23 mai 2014

Duel au soleil (1946) de King Vidor et William Dieterle

Titre original : « Duel in the Sun »

Duel au soleilAprès que son père ait tué sa mère par jalousie, la jeune et jolie Pearl, qui a une moitié de sang indien, est confiée à une lointaine cousine qui vit dans un immense ranch au Texas. Là, elle se trouve en présence des deux fils de la maison qui sont immédiatement très attirés par elle… David O. Selznick a écrit et produit Duel au soleil pour être un tremplin à la carrière de sa seconde femme, Jennifer Jones. Désireux d’aller plus loin qu’Autant en emporte le vent, il a délibérément exagéré les sentiments, élargi les espaces et surtout exacerbé les passions. Le personnage de Jennifer Jones est fortement érotisé (tout en restant bien entendu dans le registre « tous publics », le film a fait scandale juste ce qu’il faut) et le manichéisme est poussé à l’extrême. Duel au soleil est surtout un film de Selznick qui est d’ailleurs si présent sur le tournage que King Vidor finit par jeter l’éponge. William Dieterle prendra sa place. Si l’on ajoute les réalisateurs de seconde équipe et les conseillers, pas moins de sept réalisateurs ont travaillé sur le film. Le budget, pourtant colossal, fut largement dépassé et le film devint ainsi le cher jamais réalisé.
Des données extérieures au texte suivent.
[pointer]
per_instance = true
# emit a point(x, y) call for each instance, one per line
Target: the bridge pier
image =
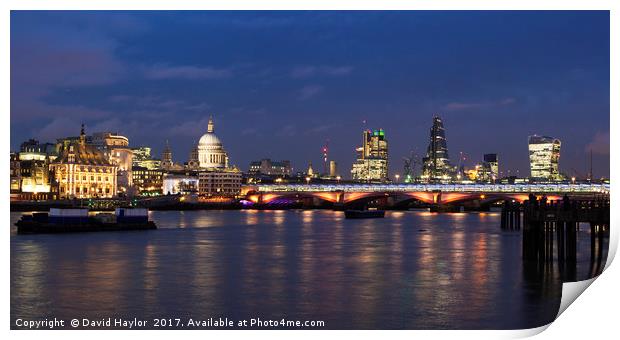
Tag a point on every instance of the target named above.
point(542, 220)
point(511, 216)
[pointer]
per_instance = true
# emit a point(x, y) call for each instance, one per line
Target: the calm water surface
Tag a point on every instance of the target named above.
point(410, 270)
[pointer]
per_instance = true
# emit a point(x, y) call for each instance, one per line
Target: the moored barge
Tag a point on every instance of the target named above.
point(79, 220)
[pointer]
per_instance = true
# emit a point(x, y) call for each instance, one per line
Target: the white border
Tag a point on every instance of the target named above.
point(594, 315)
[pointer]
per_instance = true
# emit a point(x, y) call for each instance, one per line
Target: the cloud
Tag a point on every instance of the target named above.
point(309, 91)
point(190, 128)
point(321, 128)
point(157, 102)
point(599, 144)
point(287, 131)
point(462, 106)
point(57, 128)
point(312, 71)
point(190, 72)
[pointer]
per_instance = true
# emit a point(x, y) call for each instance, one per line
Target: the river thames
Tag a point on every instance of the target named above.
point(410, 270)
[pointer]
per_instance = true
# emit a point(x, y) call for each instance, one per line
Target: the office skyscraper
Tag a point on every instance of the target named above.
point(436, 165)
point(544, 158)
point(372, 158)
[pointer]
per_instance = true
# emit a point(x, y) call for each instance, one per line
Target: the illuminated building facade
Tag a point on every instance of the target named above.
point(142, 158)
point(436, 165)
point(194, 162)
point(270, 168)
point(16, 178)
point(544, 158)
point(211, 153)
point(372, 158)
point(219, 183)
point(147, 182)
point(116, 149)
point(491, 164)
point(30, 174)
point(333, 169)
point(166, 158)
point(83, 171)
point(180, 183)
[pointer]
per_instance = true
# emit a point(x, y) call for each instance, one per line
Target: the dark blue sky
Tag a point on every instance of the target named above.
point(280, 83)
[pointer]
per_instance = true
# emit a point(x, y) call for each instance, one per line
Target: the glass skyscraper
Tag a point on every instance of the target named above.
point(436, 165)
point(372, 158)
point(544, 158)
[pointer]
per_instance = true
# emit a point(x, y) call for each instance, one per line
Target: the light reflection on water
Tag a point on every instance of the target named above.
point(409, 270)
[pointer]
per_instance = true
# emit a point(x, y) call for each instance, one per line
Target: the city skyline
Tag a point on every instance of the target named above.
point(144, 76)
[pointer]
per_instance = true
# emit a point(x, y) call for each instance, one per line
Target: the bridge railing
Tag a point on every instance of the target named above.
point(505, 188)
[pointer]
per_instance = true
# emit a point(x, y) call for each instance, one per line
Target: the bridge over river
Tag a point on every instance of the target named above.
point(394, 195)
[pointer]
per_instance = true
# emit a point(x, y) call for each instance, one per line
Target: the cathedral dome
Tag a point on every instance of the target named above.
point(209, 140)
point(211, 153)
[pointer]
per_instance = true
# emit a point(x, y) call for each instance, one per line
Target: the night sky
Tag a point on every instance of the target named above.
point(279, 84)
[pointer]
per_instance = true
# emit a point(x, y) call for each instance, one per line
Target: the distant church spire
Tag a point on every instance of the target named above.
point(210, 125)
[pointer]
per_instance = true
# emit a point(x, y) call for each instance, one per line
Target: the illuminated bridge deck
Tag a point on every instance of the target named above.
point(459, 188)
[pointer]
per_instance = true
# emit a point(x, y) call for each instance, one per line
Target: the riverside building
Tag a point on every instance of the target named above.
point(544, 158)
point(83, 171)
point(371, 164)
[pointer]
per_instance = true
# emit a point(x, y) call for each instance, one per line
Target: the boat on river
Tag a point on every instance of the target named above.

Côté acteurs, Selznick avait mis toutes les chances de son côté en choisissant deux acteurs très aimés du public, Gregory Peck et Joseph Cotten, auxquels il adjoint deux grandes figures du cinéma : Lionel Barrymore et Lillian Gish. Avec tant de calculs, d’exagérations de moyens et de dramatisation, on peut s’attendre à un résultat hétérogène et artificiel. Il n’en est rien. Le film n’est certes pas sans défaut, sans outrance, il manque parfois de liant mais Duel au soleil reste un grand drame de la passion destructrice et un spectacle magnifique. Il dépasse le cadre du genre western. Le succès populaire fut immense.
Elle:
Lui : 4 étoiles

Acteurs: Jennifer Jones, Joseph Cotten, Gregory Peck, Lionel Barrymore, Herbert Marshall, Lillian Gish, Walter Huston, Charles Bickford
Voir la fiche du film et la filmographie de King Vidor sur le site IMDB.
Voir les autres films de King Vidor chroniqués sur ce blog…
Voir les autres films de William Dieterle chroniqués sur ce blog…

Remarques :
* Parts estimées de réalisation directe par chaque réalisateur :
Réalisateur principal 1 King Vidor : 45%,
Réalisateur principal 2 William Dieterle : 25%,
Seconde équipe Otto Brewer : 20%,
Conseiller pour la couleur Josef von Sternberg : quelques scènes additionnelles 3%
Conseiller et production designer William Cameron Menzies : quelques scènes
Sidney Franklin : ? (seconde équipe ?)
Producteur David O. Selznick : quelques scènes.
Appelée à trancher, la commission d’arbitrage de la Screen Directors Guild décida que seul King Vidor serait mentionné au générique.

* Scènes marquantes :
– L’incroyable scène qui ouvre le film, la danse de la mère de Pearl dans le bar, est de William Dieterle.
– L’étonnante scène où « Le Sénateur » rassemble tous ses cowboys a été tournée par la seconde équipe, donc par Otto Brewer.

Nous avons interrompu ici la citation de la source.